India will start imposing capital gains tax on investments coming from Singapore from April and fully withdraw exemptions in two years as the two countries agreed to amend a decade-old treaty after New Delhi rolled back similar concessions to Mauritius and Cyprus earlier this year.
With the amendments, announced by Finance Minister Arun Jaitley on Friday, investors based in Singapore will no longer benefit from tax exemptions on capital gains taxes.
Changes to the treaty with the Asian financial centre had been widely expected after India this year similarly re-drafted a 33-year old tax treaty with Mauritius. The tax treaty between India and Singapore had a provision that any changes in the Mauritius treaty would automatically apply to the one with the Asian country.
The move to tighten tax treaties is part of Prime Minister Narendra Modi‘s anti-corruption drive, which includes tightening loopholes for firms or rich individuals setting up a presence in jurisdictions with tax exemption treaties.
Regulators have long suspected rich Indians were routing cash through these tax jurisdictions, and channeling money back to India in a practice known as “round tripping”.
“We are able to give a reasonable burial to this black money route,” Jaitley told reporters at a news briefing. Capital gains tax will be imposed on investments from Singapore that are made from April onwards. The tax rate will be half the prevailing Indian rate for the next two years and rates will then be equated by April 2019. Jaitley said.
Singapore has been an increasingly popular source of foreign investment into India.Foreign direct investment flows from Singapore stood at $50.6 billion between April 2000 and Sept 2016, contributing more than 16 percent to total capital inflows during that period, second only to Mauritius.
According to Abhishek Goenka, partner, direct tax, PwC India, the renegotiation of the tax treaty with Singapore marks the culmination of a long process of renegotiation of the three key treaties that India had which provided exemptions from capital gains tax, ie, Mauritius, Cyprus and Singapore. Due to this the final outcome with regards to the Singapore treaty is not a surprise and most investors were expecting that it would mirror the new Mauritius treaty, which is what it is as far as capital gains is concerned.
However, he said the press release lacks clarity on some of the key provisions.

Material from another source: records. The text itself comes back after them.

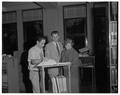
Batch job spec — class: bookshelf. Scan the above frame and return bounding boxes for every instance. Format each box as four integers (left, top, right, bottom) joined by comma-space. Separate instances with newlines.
109, 2, 118, 92
109, 21, 118, 93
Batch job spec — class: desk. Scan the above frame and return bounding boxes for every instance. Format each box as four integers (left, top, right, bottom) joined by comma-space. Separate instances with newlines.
36, 62, 71, 93
79, 56, 96, 92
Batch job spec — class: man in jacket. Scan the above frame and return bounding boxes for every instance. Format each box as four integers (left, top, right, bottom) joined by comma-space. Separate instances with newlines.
45, 31, 63, 77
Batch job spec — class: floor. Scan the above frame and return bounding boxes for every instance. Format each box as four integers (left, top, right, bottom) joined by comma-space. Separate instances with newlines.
20, 67, 110, 93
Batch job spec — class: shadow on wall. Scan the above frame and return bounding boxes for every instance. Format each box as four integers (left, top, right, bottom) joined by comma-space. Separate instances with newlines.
20, 42, 33, 93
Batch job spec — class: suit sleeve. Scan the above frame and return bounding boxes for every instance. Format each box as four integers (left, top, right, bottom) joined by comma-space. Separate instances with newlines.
60, 42, 63, 52
72, 50, 80, 66
45, 44, 50, 59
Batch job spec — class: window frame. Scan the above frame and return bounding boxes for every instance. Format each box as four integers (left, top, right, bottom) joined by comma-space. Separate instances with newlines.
63, 3, 87, 51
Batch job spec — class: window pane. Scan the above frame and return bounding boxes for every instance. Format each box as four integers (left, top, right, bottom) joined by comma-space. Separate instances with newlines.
23, 21, 43, 50
23, 9, 43, 22
65, 18, 86, 34
64, 18, 86, 51
74, 36, 86, 50
2, 23, 18, 54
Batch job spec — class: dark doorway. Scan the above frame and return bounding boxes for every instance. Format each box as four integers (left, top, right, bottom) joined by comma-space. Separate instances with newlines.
93, 5, 109, 93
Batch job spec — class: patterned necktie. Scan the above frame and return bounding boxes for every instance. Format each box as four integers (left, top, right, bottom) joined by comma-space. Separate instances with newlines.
56, 42, 60, 56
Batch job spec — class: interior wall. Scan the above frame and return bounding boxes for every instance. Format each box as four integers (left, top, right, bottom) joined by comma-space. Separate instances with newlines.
43, 7, 64, 43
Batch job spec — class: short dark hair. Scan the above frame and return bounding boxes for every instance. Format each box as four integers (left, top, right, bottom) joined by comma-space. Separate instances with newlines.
36, 35, 46, 42
65, 38, 74, 46
51, 31, 59, 36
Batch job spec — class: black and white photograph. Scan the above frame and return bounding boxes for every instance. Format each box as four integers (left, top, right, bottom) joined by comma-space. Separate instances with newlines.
1, 1, 118, 93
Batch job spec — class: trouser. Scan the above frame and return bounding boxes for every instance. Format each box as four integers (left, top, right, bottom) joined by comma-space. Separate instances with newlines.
29, 70, 40, 93
48, 68, 59, 92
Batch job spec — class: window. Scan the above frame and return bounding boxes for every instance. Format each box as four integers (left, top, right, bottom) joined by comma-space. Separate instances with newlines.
2, 23, 18, 54
63, 4, 87, 51
2, 11, 17, 55
22, 9, 43, 50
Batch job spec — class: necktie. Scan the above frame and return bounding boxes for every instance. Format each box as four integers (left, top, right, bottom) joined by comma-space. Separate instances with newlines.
56, 42, 60, 56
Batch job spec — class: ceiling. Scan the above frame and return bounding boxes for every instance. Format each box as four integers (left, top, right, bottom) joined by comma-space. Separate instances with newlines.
2, 2, 86, 12
2, 2, 41, 11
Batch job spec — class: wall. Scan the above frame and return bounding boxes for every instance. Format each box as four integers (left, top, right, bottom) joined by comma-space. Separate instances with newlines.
43, 7, 64, 43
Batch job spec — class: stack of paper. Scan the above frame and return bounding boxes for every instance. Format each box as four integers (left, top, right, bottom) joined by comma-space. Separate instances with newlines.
37, 59, 57, 66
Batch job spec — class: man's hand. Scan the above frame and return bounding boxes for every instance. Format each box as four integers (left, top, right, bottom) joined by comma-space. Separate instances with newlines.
31, 58, 43, 65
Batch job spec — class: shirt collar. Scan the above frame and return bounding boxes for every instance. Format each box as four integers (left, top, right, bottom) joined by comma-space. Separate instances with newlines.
35, 45, 42, 51
52, 41, 59, 45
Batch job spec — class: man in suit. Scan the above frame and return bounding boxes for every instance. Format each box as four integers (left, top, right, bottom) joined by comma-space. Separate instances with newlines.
45, 31, 63, 78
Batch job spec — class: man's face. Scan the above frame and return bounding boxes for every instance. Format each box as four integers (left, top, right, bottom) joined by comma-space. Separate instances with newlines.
37, 39, 46, 48
52, 33, 60, 42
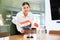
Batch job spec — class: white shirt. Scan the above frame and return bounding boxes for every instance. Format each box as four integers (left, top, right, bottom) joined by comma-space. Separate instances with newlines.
12, 11, 40, 32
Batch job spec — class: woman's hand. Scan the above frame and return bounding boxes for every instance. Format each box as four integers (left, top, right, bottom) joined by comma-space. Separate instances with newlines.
21, 29, 25, 33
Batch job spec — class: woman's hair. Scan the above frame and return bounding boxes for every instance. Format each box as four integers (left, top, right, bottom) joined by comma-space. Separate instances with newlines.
22, 2, 30, 7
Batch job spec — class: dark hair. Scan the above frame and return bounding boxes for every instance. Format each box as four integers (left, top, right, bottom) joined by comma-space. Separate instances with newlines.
22, 2, 30, 7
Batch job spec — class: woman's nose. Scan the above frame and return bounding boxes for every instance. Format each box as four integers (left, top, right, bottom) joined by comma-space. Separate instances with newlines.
25, 8, 28, 11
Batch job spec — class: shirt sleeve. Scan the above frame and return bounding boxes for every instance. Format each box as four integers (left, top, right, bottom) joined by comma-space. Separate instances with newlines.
16, 25, 22, 32
12, 13, 22, 32
12, 13, 19, 25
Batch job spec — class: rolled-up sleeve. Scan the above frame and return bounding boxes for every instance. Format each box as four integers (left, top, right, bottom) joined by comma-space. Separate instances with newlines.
12, 13, 22, 32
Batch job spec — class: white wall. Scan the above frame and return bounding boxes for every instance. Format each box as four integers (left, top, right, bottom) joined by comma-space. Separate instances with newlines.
45, 0, 60, 30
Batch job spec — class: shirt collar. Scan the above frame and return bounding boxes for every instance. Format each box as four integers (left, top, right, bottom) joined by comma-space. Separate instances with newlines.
21, 11, 32, 17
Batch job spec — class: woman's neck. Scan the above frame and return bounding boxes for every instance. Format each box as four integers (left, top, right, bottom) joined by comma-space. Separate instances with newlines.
23, 12, 28, 17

“It remains to be seen whether the existing limitation of benefits clause will continue to apply for the 2 year phase out period, or whether there will be a somewhat diluted requirement. The press release does not have details on whether there is also a reduction in the rate of withholding tax on interest to 7.5% as in the case of Mauritius. This will be a critical aspect before there can be complete parity between the two treaties,” Goenka said.